Janela para ressignificar

Lieke van der Vorst: https://www.instagram.com/liekevandervorst/

Minha amiga é paulistana, nascida e criada em São Paulo. Isso, para quem não é daqui, pode parecer artigo raro. Acho que conheci muito mais pessoas de outros lugares do Brasil do que daqui de São Paulo. Mas, passado um tempo casei com um paulistano, nascido e criado na capital também, e acabei ganhando vários amigos paulistanos de fato. Essa minha amiga é o conceito de cidadã do mundo: inteligente, adora cinema e arte, está sempre trabalhando, envolvida com mil coisas e é prática, não tem muito tempo para bobagens. Além disso tudo ela é muito leal. Enfim, tudo isso para dizer que minha amada amiga paulistana estava na minha casa esses dias e conversa-vai-conversa-vem, estávamos falando sobre mudanças, nem lembro muito bem em que contexto, mas ela acabou me relatando o tempo em que viveu no Rio de Janeiro.

Uma paulistana acorda e todos os dias se depara com a praia e a natureza carioca. Não é pouca coisa. A presença e a sensação do sol na pele, o corpo que se descobre e se movimenta de forma orgânica, sem ter que marcar na agenda para que isso aconteça. O tempo transcorre em outro ritmo e você acaba sentindo tudo de outra maneira. Ela relatava o seu dia a dia com uma leveza maior, um transitar nas pequenas coisas e com um preenchimento de gestos diferentes dos que ela encontra em SP. Nem melhor, nem pior, apenas diferente. Os sabores também eram outros. A água de coco diária, as frutas e o gelado eram presenças constantes. Em determinado momento ela falava: “por que os hábitos que tinha no Rio não me acompanharam? Eles eram ‘melhores’ para mim.” Uau, uma questão imensa, principalmente para quem, como eu, está tentando fazer os balanços dos ganhos e perdas de ter ido embora e agora ter voltado.

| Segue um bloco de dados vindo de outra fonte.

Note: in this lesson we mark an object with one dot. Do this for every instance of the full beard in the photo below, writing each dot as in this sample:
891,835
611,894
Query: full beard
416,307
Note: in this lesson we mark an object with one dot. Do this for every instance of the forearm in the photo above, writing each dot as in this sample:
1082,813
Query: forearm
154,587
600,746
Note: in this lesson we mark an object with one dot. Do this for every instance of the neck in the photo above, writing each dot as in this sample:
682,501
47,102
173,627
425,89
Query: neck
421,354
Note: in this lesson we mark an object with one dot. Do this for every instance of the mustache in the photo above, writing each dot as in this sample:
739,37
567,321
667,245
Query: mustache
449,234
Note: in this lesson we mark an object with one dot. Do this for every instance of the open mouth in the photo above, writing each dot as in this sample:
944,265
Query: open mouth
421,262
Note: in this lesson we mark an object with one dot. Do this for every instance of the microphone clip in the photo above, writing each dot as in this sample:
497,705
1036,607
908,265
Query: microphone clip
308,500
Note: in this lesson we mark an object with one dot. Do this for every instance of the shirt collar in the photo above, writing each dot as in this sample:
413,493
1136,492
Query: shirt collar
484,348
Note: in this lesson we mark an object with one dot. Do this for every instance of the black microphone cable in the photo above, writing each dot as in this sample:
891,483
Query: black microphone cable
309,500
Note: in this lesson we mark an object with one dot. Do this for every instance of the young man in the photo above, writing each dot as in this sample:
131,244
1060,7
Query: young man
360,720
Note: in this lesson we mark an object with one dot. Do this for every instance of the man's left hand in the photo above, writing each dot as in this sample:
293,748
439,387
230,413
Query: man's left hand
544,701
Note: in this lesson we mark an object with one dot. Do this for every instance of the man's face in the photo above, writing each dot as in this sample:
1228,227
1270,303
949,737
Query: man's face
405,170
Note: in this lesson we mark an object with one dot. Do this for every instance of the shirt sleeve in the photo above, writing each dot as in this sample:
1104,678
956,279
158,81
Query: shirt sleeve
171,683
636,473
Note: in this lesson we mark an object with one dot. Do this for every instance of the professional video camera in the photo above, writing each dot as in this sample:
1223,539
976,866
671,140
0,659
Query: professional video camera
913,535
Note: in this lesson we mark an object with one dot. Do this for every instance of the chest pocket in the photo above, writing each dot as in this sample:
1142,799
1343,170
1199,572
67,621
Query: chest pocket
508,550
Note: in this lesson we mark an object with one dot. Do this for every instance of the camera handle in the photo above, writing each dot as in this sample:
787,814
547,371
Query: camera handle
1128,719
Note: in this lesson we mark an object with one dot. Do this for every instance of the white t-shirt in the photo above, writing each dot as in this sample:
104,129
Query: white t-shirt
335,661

Fiquei então pensando que o cotidiano é recriado quando você se muda. Muita coisa nova ganha espaço e várias coisas que antes eram feitas no automático começam a não fazer o menor sentido. Sim, mudança geográfica é uma grande oportunidade para se reinventar, pois você vai precisar aprender caminhos novos, sentir sensações térmicas diferentes, outra maneira de se movimentar, de se comunicar e de se alimentar também. No fim, a nossa vida é feita com os vários cotidianos que criamos ao longo dela. Mas, penso que nem sempre é uma mudança geográfica que nos empurra para essa folha em branco. Alguns momentos de transição tem na essência esse potencial de mudança, seja na hora que você decide casar, ter filhos, mudar de carreira, de casa ou depois de uma viagem onde o horizonte se amplia. Todas essas situações tem na essência o potencial de transformação, que estou chamando de janela para ressignificar.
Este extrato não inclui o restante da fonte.